Wendell is remembered for so many things: his extraordinary output, so impressive in range and quality, first and foremost. But there is also the way he supported younger makers in his shop, which served as a talent factory for the field over the years. He was also a hugely important ambassador for American craft and design. Soft-spoken and always true to his modest Midwestern roots, he cut a dashing figure. Always stylish in his candy-colored spectacles, well-tailored jackets and spotless shoes, his quietly confident presence lifted the tone of any gathering.
He was devoted to his wife, the ceramic artist Nancy Jurs, and his daughter Alison, who is currently at work on a documentary film about Wendell’s life and work, as well as Bryon Jurs, who worked in his adoptive father’s shop for many years. He also leaves behind two grandchildren, Archie and Arabella, as well as former apprentices and the extraordinarily committed team at the studio. In a sense, too, the whole world of design was Wendell’s extended family. So many will mourn the loss of this incredible man, who brought so much into the world, and has left such extraordinary objects behind.

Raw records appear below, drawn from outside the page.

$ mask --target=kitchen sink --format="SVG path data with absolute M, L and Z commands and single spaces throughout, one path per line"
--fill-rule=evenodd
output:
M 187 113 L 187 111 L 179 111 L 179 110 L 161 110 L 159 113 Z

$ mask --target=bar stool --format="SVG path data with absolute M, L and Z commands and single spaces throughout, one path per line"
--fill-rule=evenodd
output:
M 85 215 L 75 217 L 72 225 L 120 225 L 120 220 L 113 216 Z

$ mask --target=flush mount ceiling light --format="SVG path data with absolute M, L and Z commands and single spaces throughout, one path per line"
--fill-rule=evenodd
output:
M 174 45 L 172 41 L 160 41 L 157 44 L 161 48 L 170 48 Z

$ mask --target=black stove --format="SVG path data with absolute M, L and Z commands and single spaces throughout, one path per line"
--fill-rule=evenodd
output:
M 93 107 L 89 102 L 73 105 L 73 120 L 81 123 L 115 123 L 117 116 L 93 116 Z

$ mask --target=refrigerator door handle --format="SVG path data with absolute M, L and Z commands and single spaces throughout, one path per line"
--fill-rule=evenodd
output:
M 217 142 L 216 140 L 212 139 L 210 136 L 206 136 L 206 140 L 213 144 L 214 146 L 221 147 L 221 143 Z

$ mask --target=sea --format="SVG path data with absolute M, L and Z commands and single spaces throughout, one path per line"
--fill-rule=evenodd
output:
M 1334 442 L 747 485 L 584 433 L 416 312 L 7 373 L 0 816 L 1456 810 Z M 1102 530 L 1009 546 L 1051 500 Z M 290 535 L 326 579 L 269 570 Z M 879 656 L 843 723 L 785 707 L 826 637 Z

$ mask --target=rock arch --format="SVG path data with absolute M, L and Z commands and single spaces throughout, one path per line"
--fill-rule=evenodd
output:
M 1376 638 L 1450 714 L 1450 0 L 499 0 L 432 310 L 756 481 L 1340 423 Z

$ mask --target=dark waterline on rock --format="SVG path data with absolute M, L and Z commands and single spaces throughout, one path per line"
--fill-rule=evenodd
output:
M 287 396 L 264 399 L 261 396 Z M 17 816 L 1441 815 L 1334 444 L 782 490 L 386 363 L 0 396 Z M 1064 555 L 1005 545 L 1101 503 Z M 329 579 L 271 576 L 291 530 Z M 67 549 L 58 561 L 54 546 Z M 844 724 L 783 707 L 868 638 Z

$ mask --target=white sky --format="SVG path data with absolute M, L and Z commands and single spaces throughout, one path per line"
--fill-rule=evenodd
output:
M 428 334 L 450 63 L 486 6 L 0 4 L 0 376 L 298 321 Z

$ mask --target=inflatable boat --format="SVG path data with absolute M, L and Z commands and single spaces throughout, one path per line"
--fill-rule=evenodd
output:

Wendell was fond of collected folk wisdom, part of his Midwestern inheritance. In 1996 he published what he called his “ten adopted rules of thumb.” Among them: the dog who stays on the porch will find no bones. And: if you hit the bullseye every time, the target is too near. Wendell was no porch-sitter, that is for sure. And for a man who hit an awful lot of bullseyes, he remained extraordinarily modest about his accomplishments, ever on the lookout for the further target. Now he is gone. No one will be able to fill his elegant shoes, but there is one more thing we can learn from him. He never, ever looked back. Even at this moment of loss, we will do him greatest justice by asking: what’s next?